Monthly Archives: August 2013

Using GNU Parallel to roll-your-own Map Reduce!

Map Reduce is a popular paradigm for algorithms to process big data in parallel, but its use in multi-core servers and clustered servers has been primarily been the purview of frameworks like Hadoop.

Well guess what: rather than mucking around with big nasty Java systems like  Hadoop, you can actually run Map-Reduce style calculations using GNU Parallel. Yes, you can use all the cores on your server as well as *other* servers  nearby (in your cluster usually).

This is particularly handy when you want to operate on big files or a lot of files, and you know your tool (like grep) is not designed to use all your cores.

Here’s how to apply Map Reduce in a regime like this. Imagine you have a directory with thousands of files, and you know you want to search through a directory of thousands of logs, remove all the instances of integers, and then prints out the mean average of those numbers. You have a multi-core box  and you get anxious when you look at htop and see all those lonely cores looking for work. You get the idea.

 

So, assume your logs are in the directory /var/log/ 

sudo find /var/log/  -type f | sudo parallel egrep -I -i -o ‘[[:digit:]]+’ {} | awk ‘{s+=$1} END {print s/NR}’

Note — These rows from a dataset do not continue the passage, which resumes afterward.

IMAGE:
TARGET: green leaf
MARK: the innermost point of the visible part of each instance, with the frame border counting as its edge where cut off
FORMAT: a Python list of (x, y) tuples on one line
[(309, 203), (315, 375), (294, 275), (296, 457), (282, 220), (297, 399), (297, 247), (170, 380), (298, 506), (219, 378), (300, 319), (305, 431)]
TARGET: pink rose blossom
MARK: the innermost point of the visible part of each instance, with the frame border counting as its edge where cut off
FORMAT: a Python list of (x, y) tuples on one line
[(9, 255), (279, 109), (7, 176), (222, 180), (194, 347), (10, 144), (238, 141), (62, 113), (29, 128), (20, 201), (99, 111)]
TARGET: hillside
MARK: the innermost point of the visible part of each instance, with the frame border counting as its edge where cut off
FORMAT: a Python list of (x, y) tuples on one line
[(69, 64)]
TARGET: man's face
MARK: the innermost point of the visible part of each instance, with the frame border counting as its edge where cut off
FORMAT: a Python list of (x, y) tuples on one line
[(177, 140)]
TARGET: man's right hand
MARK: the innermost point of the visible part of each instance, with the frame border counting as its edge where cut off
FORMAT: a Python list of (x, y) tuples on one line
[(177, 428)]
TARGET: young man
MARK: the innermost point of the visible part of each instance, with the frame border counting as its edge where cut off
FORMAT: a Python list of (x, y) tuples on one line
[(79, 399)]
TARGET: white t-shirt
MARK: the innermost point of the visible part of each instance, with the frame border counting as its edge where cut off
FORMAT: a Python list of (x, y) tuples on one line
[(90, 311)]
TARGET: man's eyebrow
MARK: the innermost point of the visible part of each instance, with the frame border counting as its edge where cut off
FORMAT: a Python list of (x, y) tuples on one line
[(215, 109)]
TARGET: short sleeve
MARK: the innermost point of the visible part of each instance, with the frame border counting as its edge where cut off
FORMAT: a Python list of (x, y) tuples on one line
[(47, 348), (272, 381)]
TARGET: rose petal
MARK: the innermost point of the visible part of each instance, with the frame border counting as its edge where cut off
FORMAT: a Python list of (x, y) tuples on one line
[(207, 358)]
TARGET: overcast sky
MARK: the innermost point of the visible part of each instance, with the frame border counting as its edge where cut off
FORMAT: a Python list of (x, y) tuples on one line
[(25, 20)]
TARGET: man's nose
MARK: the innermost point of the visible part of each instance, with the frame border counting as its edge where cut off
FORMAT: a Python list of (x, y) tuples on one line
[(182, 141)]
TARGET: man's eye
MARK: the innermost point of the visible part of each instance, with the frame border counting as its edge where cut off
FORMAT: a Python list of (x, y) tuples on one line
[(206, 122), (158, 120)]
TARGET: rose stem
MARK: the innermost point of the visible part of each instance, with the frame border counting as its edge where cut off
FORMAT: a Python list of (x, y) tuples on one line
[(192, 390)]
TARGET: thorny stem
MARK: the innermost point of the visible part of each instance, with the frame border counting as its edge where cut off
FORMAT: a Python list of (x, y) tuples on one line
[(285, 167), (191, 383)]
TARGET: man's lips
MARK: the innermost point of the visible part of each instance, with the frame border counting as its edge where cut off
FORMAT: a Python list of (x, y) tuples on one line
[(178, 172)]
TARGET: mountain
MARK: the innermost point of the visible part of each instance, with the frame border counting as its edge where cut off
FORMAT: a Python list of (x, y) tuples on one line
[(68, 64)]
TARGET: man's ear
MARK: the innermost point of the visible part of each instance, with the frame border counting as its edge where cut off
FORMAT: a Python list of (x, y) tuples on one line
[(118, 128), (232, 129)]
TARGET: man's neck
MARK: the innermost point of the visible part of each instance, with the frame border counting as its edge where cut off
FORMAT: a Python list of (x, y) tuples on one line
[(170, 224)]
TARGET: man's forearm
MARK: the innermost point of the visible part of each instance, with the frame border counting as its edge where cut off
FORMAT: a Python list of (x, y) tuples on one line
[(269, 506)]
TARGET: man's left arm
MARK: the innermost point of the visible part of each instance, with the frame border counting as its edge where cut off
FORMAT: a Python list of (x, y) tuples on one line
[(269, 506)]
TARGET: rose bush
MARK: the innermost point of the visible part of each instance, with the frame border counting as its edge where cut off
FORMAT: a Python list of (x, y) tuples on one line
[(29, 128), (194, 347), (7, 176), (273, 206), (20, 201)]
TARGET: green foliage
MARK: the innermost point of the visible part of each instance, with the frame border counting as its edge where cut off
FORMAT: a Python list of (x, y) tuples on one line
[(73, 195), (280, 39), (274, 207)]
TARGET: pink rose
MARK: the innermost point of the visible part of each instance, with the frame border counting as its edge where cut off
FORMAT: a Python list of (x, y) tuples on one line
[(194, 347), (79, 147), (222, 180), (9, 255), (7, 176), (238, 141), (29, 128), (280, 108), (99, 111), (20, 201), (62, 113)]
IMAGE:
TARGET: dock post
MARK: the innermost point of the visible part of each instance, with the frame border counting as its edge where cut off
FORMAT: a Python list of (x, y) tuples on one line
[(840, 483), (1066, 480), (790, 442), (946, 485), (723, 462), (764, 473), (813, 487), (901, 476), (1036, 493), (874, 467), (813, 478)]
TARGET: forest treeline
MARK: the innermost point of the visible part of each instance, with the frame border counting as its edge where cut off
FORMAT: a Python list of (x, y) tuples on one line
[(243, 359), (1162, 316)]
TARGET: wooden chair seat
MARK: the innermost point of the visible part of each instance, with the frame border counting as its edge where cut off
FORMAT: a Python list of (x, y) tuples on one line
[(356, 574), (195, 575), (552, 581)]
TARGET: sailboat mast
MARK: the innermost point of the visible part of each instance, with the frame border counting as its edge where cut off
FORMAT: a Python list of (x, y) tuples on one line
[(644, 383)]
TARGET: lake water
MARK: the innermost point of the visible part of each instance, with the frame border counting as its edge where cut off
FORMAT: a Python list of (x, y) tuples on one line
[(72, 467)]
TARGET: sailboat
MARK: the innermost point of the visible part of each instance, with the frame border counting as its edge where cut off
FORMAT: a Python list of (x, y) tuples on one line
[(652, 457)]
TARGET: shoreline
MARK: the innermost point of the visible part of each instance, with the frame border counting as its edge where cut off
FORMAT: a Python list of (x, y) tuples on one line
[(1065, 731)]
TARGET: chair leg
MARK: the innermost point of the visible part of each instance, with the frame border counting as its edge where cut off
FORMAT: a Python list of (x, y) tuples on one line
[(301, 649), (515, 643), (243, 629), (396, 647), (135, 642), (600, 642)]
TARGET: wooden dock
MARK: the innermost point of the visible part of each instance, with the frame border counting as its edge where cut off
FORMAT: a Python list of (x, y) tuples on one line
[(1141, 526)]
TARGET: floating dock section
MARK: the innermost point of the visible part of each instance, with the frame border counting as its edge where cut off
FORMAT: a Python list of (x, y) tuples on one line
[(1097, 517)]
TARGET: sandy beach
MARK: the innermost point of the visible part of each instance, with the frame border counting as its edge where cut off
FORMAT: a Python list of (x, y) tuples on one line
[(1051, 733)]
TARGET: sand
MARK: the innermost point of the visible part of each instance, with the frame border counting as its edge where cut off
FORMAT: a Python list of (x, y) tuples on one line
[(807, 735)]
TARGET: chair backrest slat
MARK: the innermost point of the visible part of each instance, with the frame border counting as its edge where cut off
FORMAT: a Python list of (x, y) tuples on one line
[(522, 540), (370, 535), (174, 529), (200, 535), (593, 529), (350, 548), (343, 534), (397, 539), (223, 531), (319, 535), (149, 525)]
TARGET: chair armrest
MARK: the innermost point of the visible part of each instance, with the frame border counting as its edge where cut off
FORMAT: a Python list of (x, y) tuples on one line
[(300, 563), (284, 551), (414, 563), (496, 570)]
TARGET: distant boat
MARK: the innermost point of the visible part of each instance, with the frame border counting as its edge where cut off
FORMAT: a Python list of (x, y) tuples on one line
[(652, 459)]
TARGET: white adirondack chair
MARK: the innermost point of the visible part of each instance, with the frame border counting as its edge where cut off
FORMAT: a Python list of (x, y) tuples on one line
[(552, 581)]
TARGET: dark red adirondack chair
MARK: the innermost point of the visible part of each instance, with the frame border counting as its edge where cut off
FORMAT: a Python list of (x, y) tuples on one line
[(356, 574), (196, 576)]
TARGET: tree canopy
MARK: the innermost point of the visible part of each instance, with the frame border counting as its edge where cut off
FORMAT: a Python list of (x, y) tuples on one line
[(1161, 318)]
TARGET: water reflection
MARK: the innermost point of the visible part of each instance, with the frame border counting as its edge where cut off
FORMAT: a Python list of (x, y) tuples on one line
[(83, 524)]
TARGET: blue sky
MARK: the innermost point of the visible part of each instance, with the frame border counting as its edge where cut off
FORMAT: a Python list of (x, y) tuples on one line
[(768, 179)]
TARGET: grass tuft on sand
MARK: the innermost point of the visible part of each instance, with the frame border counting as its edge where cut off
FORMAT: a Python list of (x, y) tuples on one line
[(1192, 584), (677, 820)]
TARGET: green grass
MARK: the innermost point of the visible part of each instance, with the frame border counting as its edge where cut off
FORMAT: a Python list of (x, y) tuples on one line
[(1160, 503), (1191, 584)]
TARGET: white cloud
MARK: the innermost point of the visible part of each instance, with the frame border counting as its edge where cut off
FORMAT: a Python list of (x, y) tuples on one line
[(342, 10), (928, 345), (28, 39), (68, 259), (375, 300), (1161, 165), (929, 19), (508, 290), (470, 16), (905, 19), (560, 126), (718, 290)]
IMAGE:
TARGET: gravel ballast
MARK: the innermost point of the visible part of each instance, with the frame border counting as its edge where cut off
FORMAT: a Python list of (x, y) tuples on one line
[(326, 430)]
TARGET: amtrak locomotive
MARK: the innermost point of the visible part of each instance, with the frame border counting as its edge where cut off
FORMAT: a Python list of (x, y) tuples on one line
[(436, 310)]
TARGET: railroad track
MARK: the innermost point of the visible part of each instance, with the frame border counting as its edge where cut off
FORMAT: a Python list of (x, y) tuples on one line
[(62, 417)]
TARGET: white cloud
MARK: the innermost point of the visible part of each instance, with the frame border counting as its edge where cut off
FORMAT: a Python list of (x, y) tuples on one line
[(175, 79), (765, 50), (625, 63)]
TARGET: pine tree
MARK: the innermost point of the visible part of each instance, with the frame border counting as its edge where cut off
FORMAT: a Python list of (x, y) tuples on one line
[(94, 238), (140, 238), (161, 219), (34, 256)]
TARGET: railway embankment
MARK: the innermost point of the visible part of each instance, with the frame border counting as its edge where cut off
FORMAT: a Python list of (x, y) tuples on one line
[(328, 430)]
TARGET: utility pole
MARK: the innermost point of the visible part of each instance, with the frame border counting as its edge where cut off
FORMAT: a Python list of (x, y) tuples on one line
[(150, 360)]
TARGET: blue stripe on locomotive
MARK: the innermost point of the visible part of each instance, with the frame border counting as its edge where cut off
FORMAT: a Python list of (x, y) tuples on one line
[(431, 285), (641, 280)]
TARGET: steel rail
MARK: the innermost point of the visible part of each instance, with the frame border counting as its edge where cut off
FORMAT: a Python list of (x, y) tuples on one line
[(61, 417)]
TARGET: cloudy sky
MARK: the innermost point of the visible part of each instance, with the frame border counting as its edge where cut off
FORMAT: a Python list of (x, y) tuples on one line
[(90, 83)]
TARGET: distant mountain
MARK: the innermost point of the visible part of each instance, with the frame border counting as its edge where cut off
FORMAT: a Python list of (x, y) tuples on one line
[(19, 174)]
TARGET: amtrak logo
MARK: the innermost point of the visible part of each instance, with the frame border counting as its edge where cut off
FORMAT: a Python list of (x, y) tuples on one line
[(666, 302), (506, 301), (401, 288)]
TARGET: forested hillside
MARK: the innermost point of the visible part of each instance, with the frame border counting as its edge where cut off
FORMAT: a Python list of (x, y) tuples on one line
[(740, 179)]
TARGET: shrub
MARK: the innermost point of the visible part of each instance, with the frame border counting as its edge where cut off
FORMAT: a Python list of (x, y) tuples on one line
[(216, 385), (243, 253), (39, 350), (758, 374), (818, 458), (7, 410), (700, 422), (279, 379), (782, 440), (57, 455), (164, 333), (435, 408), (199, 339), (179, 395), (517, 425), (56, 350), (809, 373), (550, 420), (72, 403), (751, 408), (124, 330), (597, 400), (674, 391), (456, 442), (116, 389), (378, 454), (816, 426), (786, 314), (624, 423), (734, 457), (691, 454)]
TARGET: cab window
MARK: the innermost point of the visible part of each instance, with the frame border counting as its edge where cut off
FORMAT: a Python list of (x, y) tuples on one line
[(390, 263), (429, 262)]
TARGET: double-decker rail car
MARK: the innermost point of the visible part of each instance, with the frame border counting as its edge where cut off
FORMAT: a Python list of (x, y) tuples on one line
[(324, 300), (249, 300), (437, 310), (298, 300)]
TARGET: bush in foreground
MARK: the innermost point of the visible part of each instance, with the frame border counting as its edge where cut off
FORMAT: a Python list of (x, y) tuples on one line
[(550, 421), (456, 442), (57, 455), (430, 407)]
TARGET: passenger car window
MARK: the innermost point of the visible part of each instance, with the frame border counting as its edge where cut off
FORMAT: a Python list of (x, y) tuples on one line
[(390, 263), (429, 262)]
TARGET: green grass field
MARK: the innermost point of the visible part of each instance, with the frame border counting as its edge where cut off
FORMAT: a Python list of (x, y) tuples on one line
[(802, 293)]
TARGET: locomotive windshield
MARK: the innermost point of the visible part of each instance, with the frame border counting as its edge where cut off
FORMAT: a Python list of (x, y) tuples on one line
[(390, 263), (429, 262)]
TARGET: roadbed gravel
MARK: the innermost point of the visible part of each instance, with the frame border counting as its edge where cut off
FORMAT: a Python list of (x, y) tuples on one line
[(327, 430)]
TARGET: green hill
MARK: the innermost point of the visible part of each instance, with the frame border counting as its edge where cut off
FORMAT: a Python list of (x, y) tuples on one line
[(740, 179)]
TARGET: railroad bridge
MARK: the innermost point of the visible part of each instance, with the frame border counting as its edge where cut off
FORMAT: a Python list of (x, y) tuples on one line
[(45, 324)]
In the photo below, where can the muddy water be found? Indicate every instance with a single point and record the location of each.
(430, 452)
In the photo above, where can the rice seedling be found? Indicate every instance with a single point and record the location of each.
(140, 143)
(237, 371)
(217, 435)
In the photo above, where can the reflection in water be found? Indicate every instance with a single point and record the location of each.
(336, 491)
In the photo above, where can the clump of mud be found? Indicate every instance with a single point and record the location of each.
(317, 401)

…and you just mapped and reduced the shit out of those files, using all of your cores on your local machine.

Here’s the pipeline:

  • sudo find /var/log/  -type f

This is basically collecting the list of file names you want to process.

  • Mapping Step (Number of mappers equal to number of cores):
  • sudo parallel -j0 egrep -I -i -o ‘[[:digit:]]+’ {}

This is GNU Parallel, turning each core into a map task, like Hadoop! It is taking all your input files and using as many possible cores (-j0 flag). The ‘egrep’ call is just scraping out all instances of integers…you could do whatever you want here.

  • Reducer Step (One reducer in this case) 
  • awk ‘{s+=$1} END {print s/NR}’

Once the mappers above all emit their integers, this Reducer task effectively just takes list and adds them up.

This really works like multi-core magic.